The other change I made was to add 2 cm to the base of the bodice from the side seams back to zero about three quarters the way from the side seam to where the bodice was gathered onto the ring at the front and to all of the bottom of the bodice back.
This is because I made a toile in calico of the straight size 16, and as I suspected, because I usually do an FBA for Felicity, the top was a little short and showed a bit of the bottom of her bra.

The shoulder fit seemed okay. The back was a bit too wide and blousy so I removed about 2 cm from the center back at the base angling back to zero at the slit.
I started with a size 16, because that was the smallest size in my local store and I thought I could make it work. Given the shoulder fit, looks like it did! Looking at where the skirt is sitting, perhaps not – the pattern pieces could have been narrowed here because it is sitting a bit low. But Felicity was happy with the toile, so I left it as it was.
I reinforced the top of the skirt with iron-on interfacing strips before binding with premade bias binding. Quite a bit of the skirt ‘waist’ is on the bias, and there’s only one bit attaching it to the top. It seemed like a bit more structure might be useful!

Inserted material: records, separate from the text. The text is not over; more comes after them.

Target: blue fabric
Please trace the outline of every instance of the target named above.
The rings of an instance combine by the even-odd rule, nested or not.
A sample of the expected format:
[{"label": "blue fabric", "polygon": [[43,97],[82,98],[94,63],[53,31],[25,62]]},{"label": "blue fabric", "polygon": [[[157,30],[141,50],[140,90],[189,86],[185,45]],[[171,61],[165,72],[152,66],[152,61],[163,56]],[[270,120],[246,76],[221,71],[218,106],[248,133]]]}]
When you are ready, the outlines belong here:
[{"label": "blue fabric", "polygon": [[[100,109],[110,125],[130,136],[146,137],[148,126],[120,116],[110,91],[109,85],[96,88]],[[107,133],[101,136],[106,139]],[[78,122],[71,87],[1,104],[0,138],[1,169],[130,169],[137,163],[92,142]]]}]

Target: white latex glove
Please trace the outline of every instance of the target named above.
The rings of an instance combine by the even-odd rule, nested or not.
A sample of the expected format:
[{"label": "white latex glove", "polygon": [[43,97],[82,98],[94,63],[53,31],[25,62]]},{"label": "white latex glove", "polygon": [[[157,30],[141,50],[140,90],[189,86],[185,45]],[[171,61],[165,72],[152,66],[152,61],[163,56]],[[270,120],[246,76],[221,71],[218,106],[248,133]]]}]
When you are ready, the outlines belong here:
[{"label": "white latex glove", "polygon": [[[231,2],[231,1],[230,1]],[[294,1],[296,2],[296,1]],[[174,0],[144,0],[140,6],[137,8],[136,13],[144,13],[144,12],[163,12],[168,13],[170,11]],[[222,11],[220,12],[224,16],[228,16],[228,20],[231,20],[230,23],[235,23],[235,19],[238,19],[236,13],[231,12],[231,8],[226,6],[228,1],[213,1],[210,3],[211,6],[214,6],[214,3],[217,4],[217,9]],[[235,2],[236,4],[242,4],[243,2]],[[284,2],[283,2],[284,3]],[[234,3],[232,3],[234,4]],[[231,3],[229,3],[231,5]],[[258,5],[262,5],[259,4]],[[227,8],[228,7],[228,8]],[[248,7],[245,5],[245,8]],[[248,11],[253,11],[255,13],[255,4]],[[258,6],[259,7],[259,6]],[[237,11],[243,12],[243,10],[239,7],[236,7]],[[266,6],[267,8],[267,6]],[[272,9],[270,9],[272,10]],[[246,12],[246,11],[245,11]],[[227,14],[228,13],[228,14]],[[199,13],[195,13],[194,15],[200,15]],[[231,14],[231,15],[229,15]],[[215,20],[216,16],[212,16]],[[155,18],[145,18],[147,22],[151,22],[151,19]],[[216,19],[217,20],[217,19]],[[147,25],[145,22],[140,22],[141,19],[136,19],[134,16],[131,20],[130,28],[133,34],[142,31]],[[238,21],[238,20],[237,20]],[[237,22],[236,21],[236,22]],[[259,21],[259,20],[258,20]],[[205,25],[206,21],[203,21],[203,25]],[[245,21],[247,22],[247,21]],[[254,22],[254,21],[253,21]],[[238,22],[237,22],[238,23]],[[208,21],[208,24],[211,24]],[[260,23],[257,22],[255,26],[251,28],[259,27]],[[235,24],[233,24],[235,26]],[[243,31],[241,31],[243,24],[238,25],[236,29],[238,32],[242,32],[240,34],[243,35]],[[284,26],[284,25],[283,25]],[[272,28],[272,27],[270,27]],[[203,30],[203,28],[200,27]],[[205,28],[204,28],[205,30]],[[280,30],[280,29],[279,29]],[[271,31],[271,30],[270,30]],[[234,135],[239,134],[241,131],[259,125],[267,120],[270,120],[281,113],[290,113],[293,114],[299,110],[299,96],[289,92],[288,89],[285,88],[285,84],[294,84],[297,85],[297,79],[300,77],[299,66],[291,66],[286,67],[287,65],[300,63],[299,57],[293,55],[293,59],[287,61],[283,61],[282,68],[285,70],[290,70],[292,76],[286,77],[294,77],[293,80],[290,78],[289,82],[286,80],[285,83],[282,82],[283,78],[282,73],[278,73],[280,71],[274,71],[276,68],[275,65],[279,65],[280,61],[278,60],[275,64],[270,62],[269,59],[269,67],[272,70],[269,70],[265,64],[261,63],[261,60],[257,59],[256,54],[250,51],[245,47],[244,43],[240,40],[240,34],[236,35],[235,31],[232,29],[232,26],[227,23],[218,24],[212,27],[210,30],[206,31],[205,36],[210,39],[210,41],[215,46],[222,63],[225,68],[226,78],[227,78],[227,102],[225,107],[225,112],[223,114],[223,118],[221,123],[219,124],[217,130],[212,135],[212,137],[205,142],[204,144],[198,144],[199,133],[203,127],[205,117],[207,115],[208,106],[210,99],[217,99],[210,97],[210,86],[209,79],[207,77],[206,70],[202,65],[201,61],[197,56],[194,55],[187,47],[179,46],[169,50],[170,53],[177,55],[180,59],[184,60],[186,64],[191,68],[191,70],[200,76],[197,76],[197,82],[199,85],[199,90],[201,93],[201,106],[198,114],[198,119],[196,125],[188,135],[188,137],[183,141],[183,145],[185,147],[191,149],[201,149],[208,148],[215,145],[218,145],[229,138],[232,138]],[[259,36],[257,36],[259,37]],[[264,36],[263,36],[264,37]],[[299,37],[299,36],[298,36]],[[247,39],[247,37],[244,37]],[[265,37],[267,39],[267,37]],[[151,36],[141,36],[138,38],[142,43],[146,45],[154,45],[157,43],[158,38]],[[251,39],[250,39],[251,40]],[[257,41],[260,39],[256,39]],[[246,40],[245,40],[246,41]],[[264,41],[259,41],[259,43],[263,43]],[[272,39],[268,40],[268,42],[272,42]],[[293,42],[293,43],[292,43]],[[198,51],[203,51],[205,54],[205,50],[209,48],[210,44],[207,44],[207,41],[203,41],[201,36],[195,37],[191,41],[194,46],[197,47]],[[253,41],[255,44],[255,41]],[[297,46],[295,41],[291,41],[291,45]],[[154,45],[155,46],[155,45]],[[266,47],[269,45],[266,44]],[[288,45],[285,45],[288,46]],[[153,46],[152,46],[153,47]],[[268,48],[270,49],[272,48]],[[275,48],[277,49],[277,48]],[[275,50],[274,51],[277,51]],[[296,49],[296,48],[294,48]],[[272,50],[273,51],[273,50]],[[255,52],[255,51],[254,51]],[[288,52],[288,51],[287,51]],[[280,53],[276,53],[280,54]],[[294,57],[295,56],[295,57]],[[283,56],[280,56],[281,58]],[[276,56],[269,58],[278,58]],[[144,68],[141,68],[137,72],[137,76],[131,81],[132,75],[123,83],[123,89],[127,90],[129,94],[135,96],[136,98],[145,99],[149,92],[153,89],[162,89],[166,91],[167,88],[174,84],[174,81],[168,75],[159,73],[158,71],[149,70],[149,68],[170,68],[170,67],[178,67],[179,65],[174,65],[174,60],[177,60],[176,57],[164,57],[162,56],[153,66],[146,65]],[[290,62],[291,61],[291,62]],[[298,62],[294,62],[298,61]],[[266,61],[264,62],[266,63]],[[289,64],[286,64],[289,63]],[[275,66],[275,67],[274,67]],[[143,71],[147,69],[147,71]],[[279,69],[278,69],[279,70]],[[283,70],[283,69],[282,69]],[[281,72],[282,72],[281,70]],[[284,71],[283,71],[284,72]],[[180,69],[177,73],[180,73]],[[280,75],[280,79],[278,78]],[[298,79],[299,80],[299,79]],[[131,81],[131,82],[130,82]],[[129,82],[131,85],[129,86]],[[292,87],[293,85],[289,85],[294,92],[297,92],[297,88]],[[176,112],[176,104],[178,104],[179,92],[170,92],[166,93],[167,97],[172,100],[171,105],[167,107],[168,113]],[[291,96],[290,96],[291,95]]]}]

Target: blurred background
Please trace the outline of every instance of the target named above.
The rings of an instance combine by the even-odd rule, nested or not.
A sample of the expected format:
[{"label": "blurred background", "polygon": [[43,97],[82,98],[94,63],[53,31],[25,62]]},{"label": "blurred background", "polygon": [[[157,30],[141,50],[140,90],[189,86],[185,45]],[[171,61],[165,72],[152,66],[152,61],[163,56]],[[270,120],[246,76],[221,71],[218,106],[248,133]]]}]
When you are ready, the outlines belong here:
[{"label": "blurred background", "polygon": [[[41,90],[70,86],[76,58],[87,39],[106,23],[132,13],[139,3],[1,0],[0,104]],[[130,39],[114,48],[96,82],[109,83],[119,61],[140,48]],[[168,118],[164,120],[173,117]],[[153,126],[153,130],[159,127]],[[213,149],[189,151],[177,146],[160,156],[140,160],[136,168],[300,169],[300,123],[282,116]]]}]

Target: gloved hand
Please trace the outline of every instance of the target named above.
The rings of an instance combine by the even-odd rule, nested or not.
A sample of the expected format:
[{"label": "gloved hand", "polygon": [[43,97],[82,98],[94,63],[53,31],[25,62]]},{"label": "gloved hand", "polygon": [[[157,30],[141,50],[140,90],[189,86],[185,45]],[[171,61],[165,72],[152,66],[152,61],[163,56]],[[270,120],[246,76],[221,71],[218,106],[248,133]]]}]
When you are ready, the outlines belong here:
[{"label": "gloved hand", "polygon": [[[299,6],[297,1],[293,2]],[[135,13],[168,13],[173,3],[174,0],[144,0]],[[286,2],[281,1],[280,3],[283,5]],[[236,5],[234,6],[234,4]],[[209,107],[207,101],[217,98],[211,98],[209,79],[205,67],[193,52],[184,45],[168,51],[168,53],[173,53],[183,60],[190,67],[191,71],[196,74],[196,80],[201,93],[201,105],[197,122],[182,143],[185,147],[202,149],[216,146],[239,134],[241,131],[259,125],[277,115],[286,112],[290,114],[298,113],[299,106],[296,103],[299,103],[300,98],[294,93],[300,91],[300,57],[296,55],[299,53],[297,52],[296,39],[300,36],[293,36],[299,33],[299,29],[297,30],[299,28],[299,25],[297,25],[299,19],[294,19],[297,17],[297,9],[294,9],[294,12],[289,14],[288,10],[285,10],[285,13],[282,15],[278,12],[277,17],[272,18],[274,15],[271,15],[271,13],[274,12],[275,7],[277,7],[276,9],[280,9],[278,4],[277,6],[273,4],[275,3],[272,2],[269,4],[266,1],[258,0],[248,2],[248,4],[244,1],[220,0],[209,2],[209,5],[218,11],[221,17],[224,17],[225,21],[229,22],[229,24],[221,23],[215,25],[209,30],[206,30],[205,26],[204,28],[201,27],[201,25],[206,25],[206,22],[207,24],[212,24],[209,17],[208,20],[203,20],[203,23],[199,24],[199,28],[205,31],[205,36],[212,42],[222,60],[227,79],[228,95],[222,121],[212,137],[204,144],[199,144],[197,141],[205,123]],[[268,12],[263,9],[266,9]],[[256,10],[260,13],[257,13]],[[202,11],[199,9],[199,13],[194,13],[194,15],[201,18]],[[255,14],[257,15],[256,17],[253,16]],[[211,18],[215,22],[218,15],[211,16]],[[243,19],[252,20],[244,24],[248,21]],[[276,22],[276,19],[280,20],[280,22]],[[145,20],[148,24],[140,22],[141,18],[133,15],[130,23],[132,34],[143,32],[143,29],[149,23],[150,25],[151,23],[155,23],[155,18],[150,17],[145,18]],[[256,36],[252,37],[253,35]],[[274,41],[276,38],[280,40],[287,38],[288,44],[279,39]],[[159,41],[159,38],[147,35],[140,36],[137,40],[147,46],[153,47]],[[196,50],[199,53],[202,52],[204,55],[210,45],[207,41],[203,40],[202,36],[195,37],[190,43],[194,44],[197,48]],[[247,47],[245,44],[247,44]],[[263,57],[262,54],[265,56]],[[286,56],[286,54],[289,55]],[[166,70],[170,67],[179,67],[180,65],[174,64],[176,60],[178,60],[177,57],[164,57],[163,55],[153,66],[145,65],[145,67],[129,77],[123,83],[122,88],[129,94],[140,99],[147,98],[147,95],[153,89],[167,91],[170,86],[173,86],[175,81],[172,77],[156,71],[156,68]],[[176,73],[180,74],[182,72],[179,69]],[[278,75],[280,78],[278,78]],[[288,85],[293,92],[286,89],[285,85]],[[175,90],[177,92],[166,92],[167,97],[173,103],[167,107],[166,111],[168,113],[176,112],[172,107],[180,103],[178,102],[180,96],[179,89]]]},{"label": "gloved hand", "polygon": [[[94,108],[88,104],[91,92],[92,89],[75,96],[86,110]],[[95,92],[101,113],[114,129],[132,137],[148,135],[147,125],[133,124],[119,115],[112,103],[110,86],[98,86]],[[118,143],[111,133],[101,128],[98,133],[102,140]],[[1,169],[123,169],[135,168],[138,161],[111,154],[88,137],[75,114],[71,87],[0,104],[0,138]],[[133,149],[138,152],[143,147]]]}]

You can also see some basting on the right in the image above. This was a guide for the part that was gathered onto the ring.
The ring feature is fun. I was super surprised that the pattern does not refer to the diameter of the ring anywhere or at least I could not find any reference. And diameter is sort of important!
Luckily I am not the first person to make this dress – Erica Bunker says in her review of this pattern that she used a 3 inch ring. I had one almost that size in the stash. For what reason or where it was from I have no idea, but I do love it when my stash comes good like that!

Construction was a bit clunky for this bit – I folded the fabric over the ring, aligning the basting line with the inner side of the ring, pinned and then stitched close to the other edge of the ring. Mostly but not completely without puckering – there’s a lot of fabric gathered into a small awkward space.

And here she is, taking that dress out on for an evening of late summer fun!
I’ll leave you with my sewing room floor at the cutting out stage – love that I was wearing my yellow bold gingham linen dress whilst cutting out the corresponding blush pink bold gingham linen fabric! Both lovely linens from The Fabric Store

I love this and am very grateful for your behind the scenes tips and tricks, as it seems I have two of these on order!
Haha! Sorry about that!
Oh I love this. I bought this pattern too (in a sale a while ago).. I love it in the pink gingham. How silly they don’t say what size ring. I’ve noted your adjustments to the bodice. Am I too old and podgy.. probably but I’ll make it and see if I wear it out..hahaha.
Of course not! Make it!
Very nice pattern sew it’s design dress.
This is gorgeous. If only I was twenty again. Sigh 😌
Same. That’s me living vicariously through my daughter with sewing.